As she points out, organizations need to look at all of their data to get a broader view of how information relates to performance. With the help of visual analysis tools like dashboards, big data access is slowly giving organizations the ability to do that.
General industry trends and implications
The following trends are emerging to support the increased adoption of big data as well as dashboards:
Data warehouse vendors and dashboard providers are forming partnerships to provide full-scale solutions for organizations. As more partnerships develop within the next couple of years, actual big data solutions will emerge to enable organizations to access complex analytics through dashboards.
Real-time/right-time data insights that take into account increasing complexity and different types of data are closer to becoming a reality. The mix of operational dashboards and data warehouses that support continual data updates means that companies will be able to integrate the two to get access to streamed datasets and create forward-looking analyses based on this information.
Self-service dashboard solutions that support large data sets will help organizations interact with more information and, at the same time, provide insights to a wider range of users.

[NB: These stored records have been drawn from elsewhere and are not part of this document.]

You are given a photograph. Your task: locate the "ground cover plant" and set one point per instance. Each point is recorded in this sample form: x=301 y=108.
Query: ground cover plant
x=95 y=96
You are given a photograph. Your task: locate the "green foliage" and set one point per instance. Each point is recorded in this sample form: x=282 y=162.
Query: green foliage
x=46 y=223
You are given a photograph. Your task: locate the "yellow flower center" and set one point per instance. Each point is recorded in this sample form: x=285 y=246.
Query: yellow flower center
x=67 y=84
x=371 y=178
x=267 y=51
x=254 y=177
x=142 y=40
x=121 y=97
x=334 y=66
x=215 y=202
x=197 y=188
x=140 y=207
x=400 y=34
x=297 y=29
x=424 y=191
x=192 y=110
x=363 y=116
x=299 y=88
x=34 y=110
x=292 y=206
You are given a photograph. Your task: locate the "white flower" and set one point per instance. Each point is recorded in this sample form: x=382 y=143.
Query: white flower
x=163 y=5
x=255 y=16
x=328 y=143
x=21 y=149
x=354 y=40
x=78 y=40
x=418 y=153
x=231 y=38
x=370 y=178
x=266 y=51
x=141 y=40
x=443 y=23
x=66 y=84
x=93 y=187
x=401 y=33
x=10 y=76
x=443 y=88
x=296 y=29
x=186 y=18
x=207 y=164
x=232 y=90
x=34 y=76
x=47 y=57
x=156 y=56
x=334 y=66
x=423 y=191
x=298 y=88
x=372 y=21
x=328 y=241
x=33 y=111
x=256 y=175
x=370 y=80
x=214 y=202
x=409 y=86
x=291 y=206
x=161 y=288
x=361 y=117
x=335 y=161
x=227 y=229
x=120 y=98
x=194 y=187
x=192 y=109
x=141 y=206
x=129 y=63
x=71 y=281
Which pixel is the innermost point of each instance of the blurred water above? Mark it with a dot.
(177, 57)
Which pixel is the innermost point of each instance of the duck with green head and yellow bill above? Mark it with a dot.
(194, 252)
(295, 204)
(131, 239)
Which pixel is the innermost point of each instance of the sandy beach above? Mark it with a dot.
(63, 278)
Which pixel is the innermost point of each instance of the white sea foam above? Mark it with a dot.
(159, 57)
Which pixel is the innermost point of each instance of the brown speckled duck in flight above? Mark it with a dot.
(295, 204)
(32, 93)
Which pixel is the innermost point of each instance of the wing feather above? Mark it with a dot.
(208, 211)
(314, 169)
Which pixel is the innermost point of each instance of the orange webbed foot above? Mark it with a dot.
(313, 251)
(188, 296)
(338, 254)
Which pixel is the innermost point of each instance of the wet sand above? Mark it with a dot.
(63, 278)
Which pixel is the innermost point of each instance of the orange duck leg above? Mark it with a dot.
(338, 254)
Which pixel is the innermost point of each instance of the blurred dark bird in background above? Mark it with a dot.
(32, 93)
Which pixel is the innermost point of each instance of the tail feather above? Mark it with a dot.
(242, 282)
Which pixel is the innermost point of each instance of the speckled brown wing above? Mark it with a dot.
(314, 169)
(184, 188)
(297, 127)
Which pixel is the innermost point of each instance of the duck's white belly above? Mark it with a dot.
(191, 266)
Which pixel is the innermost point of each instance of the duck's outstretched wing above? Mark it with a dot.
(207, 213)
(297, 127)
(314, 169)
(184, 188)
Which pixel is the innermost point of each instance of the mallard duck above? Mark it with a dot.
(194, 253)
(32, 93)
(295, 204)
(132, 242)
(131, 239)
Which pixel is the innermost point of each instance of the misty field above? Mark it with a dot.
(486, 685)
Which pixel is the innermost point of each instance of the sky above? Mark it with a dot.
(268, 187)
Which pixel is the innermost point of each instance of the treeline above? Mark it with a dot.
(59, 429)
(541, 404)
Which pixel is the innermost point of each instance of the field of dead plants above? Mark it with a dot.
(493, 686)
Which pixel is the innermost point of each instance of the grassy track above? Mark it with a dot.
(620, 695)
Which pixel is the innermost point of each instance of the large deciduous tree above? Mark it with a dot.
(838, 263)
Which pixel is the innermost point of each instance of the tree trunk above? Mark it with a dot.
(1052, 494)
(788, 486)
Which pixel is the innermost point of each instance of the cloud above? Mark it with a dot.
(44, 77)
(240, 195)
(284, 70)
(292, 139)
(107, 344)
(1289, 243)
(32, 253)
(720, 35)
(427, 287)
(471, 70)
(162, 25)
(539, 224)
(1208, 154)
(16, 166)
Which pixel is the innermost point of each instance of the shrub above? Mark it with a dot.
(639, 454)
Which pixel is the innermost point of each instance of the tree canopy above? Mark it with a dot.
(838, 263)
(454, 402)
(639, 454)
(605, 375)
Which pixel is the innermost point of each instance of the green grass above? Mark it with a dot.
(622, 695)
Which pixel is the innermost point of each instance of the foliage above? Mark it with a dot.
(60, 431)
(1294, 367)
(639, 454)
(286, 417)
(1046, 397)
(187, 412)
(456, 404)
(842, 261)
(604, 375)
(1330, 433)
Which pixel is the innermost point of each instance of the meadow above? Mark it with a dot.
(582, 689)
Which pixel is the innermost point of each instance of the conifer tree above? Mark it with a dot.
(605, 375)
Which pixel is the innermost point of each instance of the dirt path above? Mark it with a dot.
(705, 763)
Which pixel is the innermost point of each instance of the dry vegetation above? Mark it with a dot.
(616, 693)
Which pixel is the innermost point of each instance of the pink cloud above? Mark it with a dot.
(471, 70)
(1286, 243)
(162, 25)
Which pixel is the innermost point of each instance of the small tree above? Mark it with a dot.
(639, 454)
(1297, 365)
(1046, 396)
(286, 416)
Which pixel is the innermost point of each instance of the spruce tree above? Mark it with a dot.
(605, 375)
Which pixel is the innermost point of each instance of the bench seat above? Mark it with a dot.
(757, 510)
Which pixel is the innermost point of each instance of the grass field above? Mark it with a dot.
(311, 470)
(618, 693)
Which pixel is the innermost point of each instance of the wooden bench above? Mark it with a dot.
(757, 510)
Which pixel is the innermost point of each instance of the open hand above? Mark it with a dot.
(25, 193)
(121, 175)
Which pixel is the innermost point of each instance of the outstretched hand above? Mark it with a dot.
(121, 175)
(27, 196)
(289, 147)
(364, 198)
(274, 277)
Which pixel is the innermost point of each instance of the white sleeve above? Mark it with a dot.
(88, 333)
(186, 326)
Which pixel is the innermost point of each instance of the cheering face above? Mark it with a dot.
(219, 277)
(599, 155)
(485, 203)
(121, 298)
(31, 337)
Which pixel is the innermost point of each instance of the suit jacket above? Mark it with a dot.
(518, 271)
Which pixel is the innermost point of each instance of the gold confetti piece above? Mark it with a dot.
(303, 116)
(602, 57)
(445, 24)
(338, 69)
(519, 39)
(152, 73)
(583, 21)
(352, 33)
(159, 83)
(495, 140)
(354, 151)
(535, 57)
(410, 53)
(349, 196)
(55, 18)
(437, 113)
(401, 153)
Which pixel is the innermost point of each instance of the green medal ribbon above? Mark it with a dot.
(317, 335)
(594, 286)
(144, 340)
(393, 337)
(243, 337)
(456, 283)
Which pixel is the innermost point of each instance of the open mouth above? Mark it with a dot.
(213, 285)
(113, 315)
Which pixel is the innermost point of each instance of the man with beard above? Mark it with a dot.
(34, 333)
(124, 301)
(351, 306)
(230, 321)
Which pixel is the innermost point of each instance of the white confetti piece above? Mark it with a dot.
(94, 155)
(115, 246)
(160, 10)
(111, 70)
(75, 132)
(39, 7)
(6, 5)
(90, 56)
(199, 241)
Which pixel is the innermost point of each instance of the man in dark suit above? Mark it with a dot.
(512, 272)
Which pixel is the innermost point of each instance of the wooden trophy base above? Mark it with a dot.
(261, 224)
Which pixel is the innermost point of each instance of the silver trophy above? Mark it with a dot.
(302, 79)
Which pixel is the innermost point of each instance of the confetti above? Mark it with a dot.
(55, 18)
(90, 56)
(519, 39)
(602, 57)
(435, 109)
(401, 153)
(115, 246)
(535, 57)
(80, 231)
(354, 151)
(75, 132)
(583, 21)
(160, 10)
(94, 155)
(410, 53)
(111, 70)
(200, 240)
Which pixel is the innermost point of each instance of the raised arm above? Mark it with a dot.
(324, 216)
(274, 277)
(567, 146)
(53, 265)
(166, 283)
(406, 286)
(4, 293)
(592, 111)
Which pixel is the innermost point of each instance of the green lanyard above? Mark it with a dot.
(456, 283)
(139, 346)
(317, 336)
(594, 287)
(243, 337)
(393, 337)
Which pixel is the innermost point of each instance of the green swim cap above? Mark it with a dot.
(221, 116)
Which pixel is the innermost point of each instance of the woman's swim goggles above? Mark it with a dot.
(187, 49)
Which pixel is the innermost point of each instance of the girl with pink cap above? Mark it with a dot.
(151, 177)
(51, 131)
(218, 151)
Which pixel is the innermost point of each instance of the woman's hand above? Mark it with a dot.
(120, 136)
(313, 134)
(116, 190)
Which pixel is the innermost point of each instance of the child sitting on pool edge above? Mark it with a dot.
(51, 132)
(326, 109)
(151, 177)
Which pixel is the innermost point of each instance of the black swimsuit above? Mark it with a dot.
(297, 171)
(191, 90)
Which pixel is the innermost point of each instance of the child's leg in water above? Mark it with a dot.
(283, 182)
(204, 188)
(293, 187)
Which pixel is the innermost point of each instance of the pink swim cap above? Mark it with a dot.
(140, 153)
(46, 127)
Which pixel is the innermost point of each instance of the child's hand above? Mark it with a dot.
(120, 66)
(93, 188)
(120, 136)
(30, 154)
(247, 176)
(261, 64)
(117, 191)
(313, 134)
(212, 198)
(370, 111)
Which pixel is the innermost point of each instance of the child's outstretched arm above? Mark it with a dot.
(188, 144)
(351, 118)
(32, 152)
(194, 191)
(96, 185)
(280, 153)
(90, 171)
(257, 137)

All of these trends relate to providing better insight based on storing larger data sets and accessing more complex analytics. BI technologies are slowly moving towards enabling businesses to get the information they need regardless of data type or size. As data warehousing technologies and data visualization solutions continue to advance and provide better access points to analytics, the use of big data and dashboards to create broader analytics will increase the overall value of BI to the organization.